Structural basis for Ag85C inhibition by CyC_8β. A, crystal structure of Ag85C in complex with CyC_8β. The figure displays the overall asymmetric unit with the two monomers represented as blue and magenta schematics. CyC_8β is shown as sticks and colored in yellow. B, simulated annealing F_o − F_c OMIT map contoured at 3σ attesting to the presence of two CyC_8β that could be entirely modeled for one molecule and partially for the second one. The map also reveals the presence of an extra, but non-interpretable, electron density in the vicinity of the CyC_8β molecule. C, surface representation of the Ag85C structure bound to CyC_8β. The hydrophobic residues are colored in blue, and the catalytic Ser¹²⁴ is shown in green. D, CyC_8β binding site. Ag85C residues involved in CyC_8β recognition are displayed as blue sticks for those involved in hydrogen bond (black dashes) formation. Residues in orange are involved in hydrophobic interactions with the acyl chain of CyC_8β, and Arg⁴¹ in gray contributes to the recognition of the CyC_8β headgroup by van der Waals interaction. Ser¹²⁴, Glu²²⁸, and His²⁶⁰ form the catalytic triad.
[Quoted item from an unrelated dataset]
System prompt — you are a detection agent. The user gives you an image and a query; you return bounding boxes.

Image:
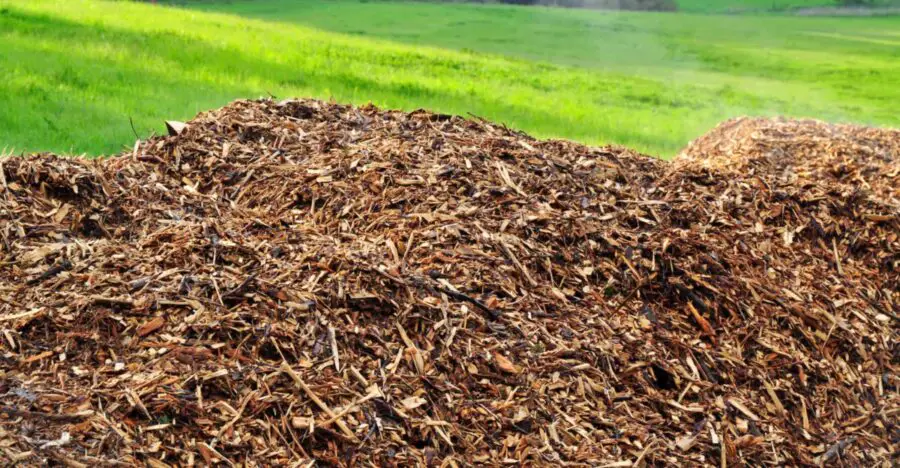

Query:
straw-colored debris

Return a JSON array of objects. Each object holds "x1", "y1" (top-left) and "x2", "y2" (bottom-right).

Red spheres, water molecules.

Figure 6.

Mode of inhibition of the Ag85 complex by CyC_8β. A, superposition of the Ag85B-trehalose (PDB code 1F0P, blue) and Ag85C-CyC_8β (gray) crystal structures. The headgroup of CyC_8β (yellow) occupies the same site as trehalose (green). B, Ag85C residues (gray) involved in the recognition of CyC_8β are all strictly conserved in Ag85B (cyan) and Ag85A (magenta). C, superposition of the Ag85C-ebselen (PDB code 4QDU; blue) and Ag85C-CyC_8β (gray) crystal structures. CyC_8β binds far away from the ebselen-binding site and does not trigger structural rearrangement of helix α9. D, superposition of the Ag85C-DEP (PDB code 1DQY; cyan) and Ag85C-CyC_8β (gray) crystal structures. CyC_8β presents a similar mode of inhibition as DEP (cyan stick), a nonspecific σ/β hydrolase inhibitor.